Recently declassified files found at United Nations War Crimes Commission Archives attest that rape, forced prostitution, sterilization, nudity and corporal shaming were so commonplace that prosecutors had enough evidence to charge perpetrators at postwar tribunals. But these cases were dropped at the Nuremberg Trials, and rape was never included as a war crime. Predators were exonerated and survivors, like my mom, silenced by a world that had a callous indifference for their suffering. Rape wasn’t recognized as a war crime until the International Criminal Tribunal of Rwanda convicted Jean-Paul Akayesu in 1998, five years after my mother died.
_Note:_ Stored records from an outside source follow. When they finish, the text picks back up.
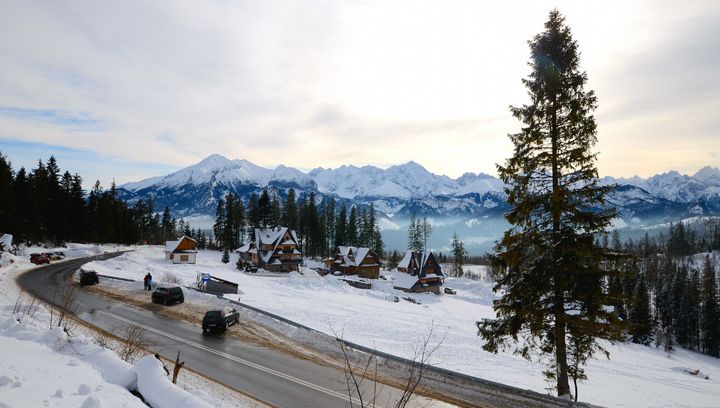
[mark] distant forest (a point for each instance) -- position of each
(48, 205)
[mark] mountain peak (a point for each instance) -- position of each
(708, 175)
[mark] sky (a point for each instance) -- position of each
(133, 89)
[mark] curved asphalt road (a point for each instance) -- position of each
(270, 376)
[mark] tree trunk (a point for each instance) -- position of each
(561, 368)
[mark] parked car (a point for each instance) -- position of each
(39, 259)
(220, 319)
(88, 278)
(57, 256)
(167, 295)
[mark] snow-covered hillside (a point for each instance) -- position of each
(42, 365)
(398, 191)
(636, 376)
(219, 169)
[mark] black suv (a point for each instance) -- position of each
(88, 278)
(220, 319)
(167, 295)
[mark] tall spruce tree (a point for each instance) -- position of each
(459, 255)
(640, 319)
(550, 269)
(710, 312)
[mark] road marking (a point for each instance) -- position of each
(236, 359)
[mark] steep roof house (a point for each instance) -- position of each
(273, 249)
(356, 261)
(424, 273)
(183, 250)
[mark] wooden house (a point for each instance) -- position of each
(355, 261)
(273, 249)
(424, 273)
(183, 250)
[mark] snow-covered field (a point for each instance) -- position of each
(44, 366)
(636, 376)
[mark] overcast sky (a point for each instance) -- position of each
(133, 89)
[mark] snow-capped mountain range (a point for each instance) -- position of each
(472, 204)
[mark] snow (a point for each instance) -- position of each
(40, 366)
(636, 376)
(159, 391)
(217, 168)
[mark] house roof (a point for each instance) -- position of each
(6, 240)
(406, 260)
(352, 256)
(171, 246)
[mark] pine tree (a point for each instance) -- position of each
(415, 234)
(459, 254)
(290, 215)
(425, 232)
(710, 312)
(254, 212)
(341, 228)
(220, 222)
(352, 230)
(7, 195)
(548, 261)
(265, 209)
(640, 318)
(276, 209)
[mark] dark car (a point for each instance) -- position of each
(56, 256)
(88, 278)
(39, 259)
(168, 295)
(220, 319)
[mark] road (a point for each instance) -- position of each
(270, 376)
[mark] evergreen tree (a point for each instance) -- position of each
(254, 212)
(640, 318)
(290, 215)
(265, 209)
(425, 232)
(710, 313)
(220, 221)
(352, 230)
(415, 234)
(167, 224)
(330, 225)
(7, 196)
(548, 261)
(341, 228)
(693, 310)
(459, 255)
(276, 209)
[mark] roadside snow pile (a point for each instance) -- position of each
(42, 365)
(159, 391)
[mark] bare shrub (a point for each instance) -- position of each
(170, 278)
(359, 370)
(131, 342)
(25, 306)
(103, 340)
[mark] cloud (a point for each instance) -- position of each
(324, 83)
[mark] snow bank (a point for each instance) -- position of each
(159, 391)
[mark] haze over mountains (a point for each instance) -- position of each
(471, 205)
It has taken subsequent genocides, from Rwanda and Bosnia to contemporary conflicts like the Russian invasion of Ukraine, ISIS’ sex trafficking of Yazidi girls, as well as October 7th rape perpetrated by Hamas in Israel, for the world to see that “war and rape go hand in hand,” as Nuremberg prosecutor Benjamin Ferencz explained. Still, the world isn’t treating survivors of these crimes any better. Though Hamas livestreamed the atrocities they unleashed on girls and women in Israel, Oct. 7th rape denial is rampant, and Ukrainian survivors of Russian sexual torture are a long way from seeing justice. We must learn from my mother’s history, not only for today’s survivors, but for the sake of future generations.
As a second-generation Holocaust survivor who never knew I was one, I think about how different my relationship with my mother might have been had the postwar world treated women survivors more humanely. I think about how vital it was for my mother to build her narrative as a victor, not a victim. “Being able to construct your story is a crucial part of treatment,” a therapist treating Nova survivors in Israel told me. “And being able to tell a story that describes the horrors of victimization but also celebrates your agency in overcoming it is a major step in the healing process. It means you control the trauma; it no longer controls you.”
My mother’s story was essential for her self-preservation, something I would never diminish. But being able to hold both truths–victim and hero– is the one that can free survivors from the shame that kept my mother a stranger from me. The story I want to tell joins both sides of her into a beautiful whole and takes that girl I never knew out of the shadows and into the light, where she belongs.